Douglas Gordon: Superhumanatural is the first major solo exhibition of Gordon's work in Scotland since the showing of his celebrated work '24-Hour Psycho' (which slowed Alfred Hitchcock's film down so that it takes 24 hours to view) at Tramway in Glasgow in 1993. Gordon works with film, video, photographs, objects and texts, examining issues such as memory and identity, good and evil, life and death. One of his latest works is 'Zidane: A 21st Century Portrait', which follows in real time the movements of the footballer during an entire game.

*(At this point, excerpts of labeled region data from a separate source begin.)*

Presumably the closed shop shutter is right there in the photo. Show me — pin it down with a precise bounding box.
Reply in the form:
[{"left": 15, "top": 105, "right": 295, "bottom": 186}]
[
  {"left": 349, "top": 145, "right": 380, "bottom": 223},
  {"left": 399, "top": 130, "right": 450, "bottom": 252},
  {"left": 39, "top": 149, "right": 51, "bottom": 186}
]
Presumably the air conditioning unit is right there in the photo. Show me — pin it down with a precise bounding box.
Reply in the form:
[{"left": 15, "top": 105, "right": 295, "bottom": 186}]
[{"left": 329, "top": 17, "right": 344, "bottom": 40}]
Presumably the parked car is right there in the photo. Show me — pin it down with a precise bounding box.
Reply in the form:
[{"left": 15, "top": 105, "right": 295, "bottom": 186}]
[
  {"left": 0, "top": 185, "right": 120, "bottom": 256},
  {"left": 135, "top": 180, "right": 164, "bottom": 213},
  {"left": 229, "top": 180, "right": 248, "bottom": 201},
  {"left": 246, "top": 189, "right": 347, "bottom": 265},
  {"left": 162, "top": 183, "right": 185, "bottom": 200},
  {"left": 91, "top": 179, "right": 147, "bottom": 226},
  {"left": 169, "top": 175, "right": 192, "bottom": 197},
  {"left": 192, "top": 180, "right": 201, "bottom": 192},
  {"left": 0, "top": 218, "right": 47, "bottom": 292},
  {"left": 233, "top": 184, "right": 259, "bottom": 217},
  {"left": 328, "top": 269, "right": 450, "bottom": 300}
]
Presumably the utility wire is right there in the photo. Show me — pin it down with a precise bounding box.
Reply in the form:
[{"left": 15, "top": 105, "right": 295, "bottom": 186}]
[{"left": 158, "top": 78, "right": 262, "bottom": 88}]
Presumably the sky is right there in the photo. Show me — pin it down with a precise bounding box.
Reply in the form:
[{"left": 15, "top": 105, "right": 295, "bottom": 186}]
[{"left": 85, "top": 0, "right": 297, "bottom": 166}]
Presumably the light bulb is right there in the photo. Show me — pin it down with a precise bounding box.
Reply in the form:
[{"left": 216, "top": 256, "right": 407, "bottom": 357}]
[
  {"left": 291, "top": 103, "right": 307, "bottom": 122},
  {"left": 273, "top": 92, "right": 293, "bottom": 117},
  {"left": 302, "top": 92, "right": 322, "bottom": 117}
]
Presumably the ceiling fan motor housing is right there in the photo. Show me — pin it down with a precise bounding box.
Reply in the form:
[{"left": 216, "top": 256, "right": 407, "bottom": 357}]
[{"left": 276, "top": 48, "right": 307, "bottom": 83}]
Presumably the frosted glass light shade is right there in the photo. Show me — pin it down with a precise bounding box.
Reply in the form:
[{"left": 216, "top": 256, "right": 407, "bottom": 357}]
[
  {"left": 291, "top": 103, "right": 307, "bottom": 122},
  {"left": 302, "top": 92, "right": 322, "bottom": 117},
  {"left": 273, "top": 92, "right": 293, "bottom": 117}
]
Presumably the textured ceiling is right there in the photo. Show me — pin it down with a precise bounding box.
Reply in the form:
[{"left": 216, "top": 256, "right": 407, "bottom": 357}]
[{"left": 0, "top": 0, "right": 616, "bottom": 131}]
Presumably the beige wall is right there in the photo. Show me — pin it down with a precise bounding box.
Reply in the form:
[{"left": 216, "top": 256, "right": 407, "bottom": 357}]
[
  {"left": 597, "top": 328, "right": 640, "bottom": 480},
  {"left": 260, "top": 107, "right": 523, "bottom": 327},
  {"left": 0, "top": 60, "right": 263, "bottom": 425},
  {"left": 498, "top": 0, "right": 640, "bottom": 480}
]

This exhibition showcases early pieces, explores the Scottish aspect of Gordon's art and also premieres new works. The Royal Scottish Academy is featuring 'Pretty Much Every Film and Video Work from About 1992 Until Now', shown on a bank of 50 video monitors in the sculpture court; works from four photographic series '100 Blind Stars', 'Self-Portraits of You + Me', 'Staying Home and Going Out' and 'What Am I Doing Wrong'; and some of his most celebrated installations, 'Play Dead: Real Time', in which an elephant pretends to be shot, 'Feature Film', '24-Hour Psycho' and 'Through A Looking Glass', which combines two versions of the mirror scene from Taxi Driver out of sync, so they appear to talk to each other. The Royal Botanic Garden is showing a complete collection of his wall texts in Inverleith House; the video installation 'Between Darkness and Light (After William Blake)', combining a child who thinks she has seen the Virgin Mary, The Song Of Bernadette and The Exorcist, in the Caledonian Hall; and 'Plato's Cave', one of three new works, in the Wash House. Royal Scottish Academy and Royal Botanic Gardens, Edinburgh until 14th January.